Yevgeny Bulochnik
  • Contents
  • Medimap Lite
  • Data Munging and Wrangling
  • Fun with Geotagging
  • The Map
  • The Bundle
  • Conclusions
Medimap Lite

Yevgeny Bulochnik

Lite version of a fullstack project to visualize medicare costing data for various HCPCS Codes. Data for Oregon is embedded in the javascript bundle.

Medimap Lite

This is an interesting project born out of a data set my brother showed me. The data set, published by CMS, shows annualized charges and payments per NPI for HCPCS codes billed by various physicians and facilities. It has a mix of what appears to be facility fees and physician professional fees, with the most recent data coming from 2017.

My brother had a great idea, what if it was possible to geomap this dataset. How interesting would it be to see payment and reimbursement differences by geographical locations, or at the very least explore the data set with more an emphasis on location. Could this data be used to increase pricing transparency? How much do charges differ for the same HCPCS codes based on provider location? How much of a difference is there between what providers/facilities charge vs how much medicare reimburses?
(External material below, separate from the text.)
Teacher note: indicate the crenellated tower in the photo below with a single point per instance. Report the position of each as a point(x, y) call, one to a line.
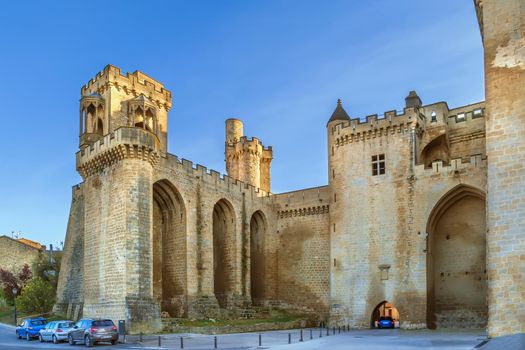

Data Munging and Wrangling

This CMS dataset was one of the larger sets I have worked with. It was pleasantly surprising how easily (given enough ram) it was to manipulate using python and pandas. Immediately, a few concerns came up. First many of the addresses assigned to NPI numbers were "programmatically" unique, but in reality were the same addresses. Some had an additional unit number or secondary street address for example. It would be unrealistic to geomap all 10 million records individually. A more sound approach would be to identify all unique addresses, geo tag those, then reassign them back so specific providers/facilities. A similar approach was used to map HCPCS codes to specific charges.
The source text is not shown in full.